Both structures are currently in ruins.

==Architecture==
The manor house ruins are located on a hilltop promontory near the port and settlement of Topo. São Lázaro chapel is southeast of the manor house. Historically, a large farm and pasture surrounded the manor.

The main house's L-shaped plan is oriented northeast–southwest. The house's longer leg runs parallel to the adjacent road and contains a balcony with two doors separated by tightly spaced windows. In the rightmost part of the balcony alongside the ruins is a staircase. On the left, the balcony terminates at another staircase leading to the São Lázaro hermitage. A richly carved curved cornice, sculpted basalt framing at window and door openings, and four windows decorate the house's southeast façade.

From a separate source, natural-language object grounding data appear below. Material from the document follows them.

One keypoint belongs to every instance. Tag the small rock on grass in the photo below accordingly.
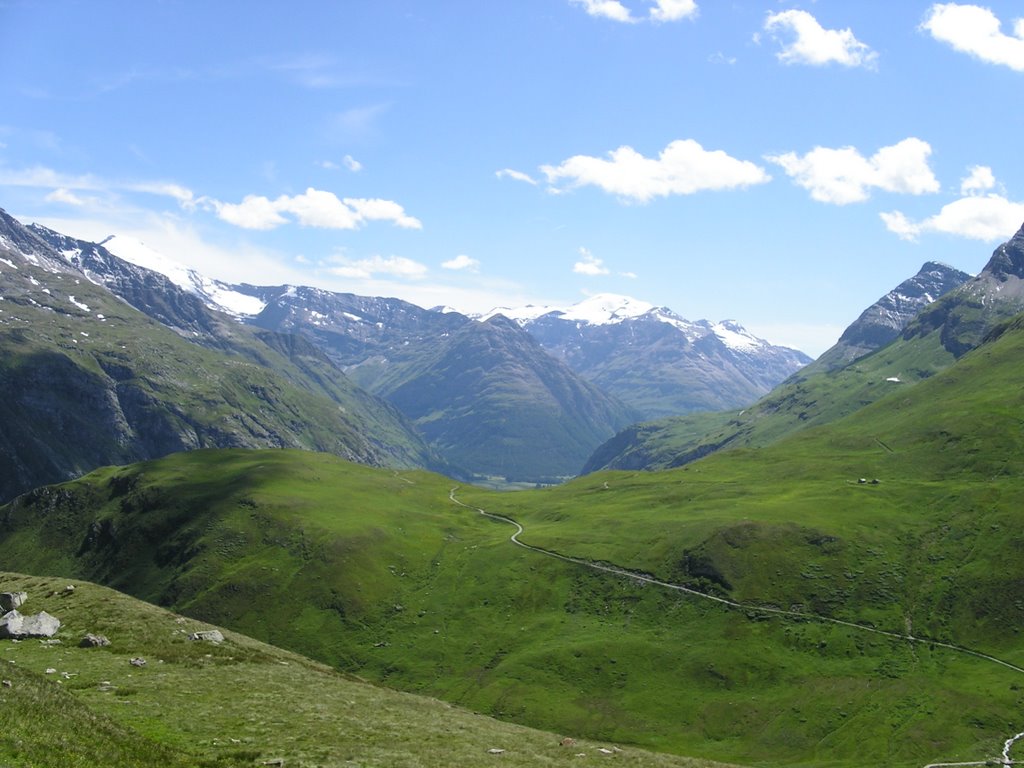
(93, 641)
(210, 636)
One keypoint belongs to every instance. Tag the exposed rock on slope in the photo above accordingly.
(86, 380)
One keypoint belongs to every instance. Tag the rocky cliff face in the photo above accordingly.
(965, 315)
(492, 399)
(886, 318)
(86, 380)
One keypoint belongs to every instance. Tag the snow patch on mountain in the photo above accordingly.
(736, 337)
(601, 309)
(608, 309)
(215, 294)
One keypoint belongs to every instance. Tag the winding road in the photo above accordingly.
(647, 579)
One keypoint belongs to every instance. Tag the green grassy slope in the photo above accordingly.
(236, 704)
(384, 576)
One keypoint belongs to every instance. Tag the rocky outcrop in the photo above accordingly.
(11, 600)
(17, 627)
(210, 636)
(885, 320)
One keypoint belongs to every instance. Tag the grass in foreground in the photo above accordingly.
(241, 702)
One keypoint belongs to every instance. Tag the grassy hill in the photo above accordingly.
(380, 573)
(843, 380)
(240, 702)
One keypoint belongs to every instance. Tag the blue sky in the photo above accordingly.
(778, 163)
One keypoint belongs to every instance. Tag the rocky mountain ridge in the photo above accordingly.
(88, 380)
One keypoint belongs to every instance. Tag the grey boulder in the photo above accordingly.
(15, 626)
(12, 600)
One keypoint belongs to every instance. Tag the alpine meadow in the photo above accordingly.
(333, 431)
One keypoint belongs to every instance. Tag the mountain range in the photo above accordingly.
(655, 360)
(916, 330)
(87, 379)
(827, 577)
(516, 401)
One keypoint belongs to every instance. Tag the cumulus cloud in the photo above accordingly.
(394, 266)
(663, 10)
(590, 264)
(810, 43)
(517, 175)
(313, 208)
(65, 196)
(684, 167)
(844, 175)
(989, 217)
(979, 179)
(976, 215)
(673, 10)
(976, 31)
(462, 261)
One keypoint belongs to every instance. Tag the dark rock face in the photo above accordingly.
(662, 368)
(1008, 261)
(886, 318)
(11, 600)
(90, 378)
(964, 316)
(495, 401)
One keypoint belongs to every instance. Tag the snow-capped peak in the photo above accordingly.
(606, 308)
(214, 293)
(601, 309)
(735, 336)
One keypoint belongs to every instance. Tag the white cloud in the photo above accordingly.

The shorter wing of the house is perpendicular to the main wing and comprises the former kitchen. It is heavily subdivided and includes a fireplace, ovens with high walls, recessed nooks for china and plates, and a large recessed sink.

The São Lázaro hermitage is oriented towards the east. Only its exterior masonry walls remain standing. These walls contain vestiges of plaster and whitewash. The hermitage was built atop a platform with short bounding walls. This platform functioned as a courtyard and was historically landscaped.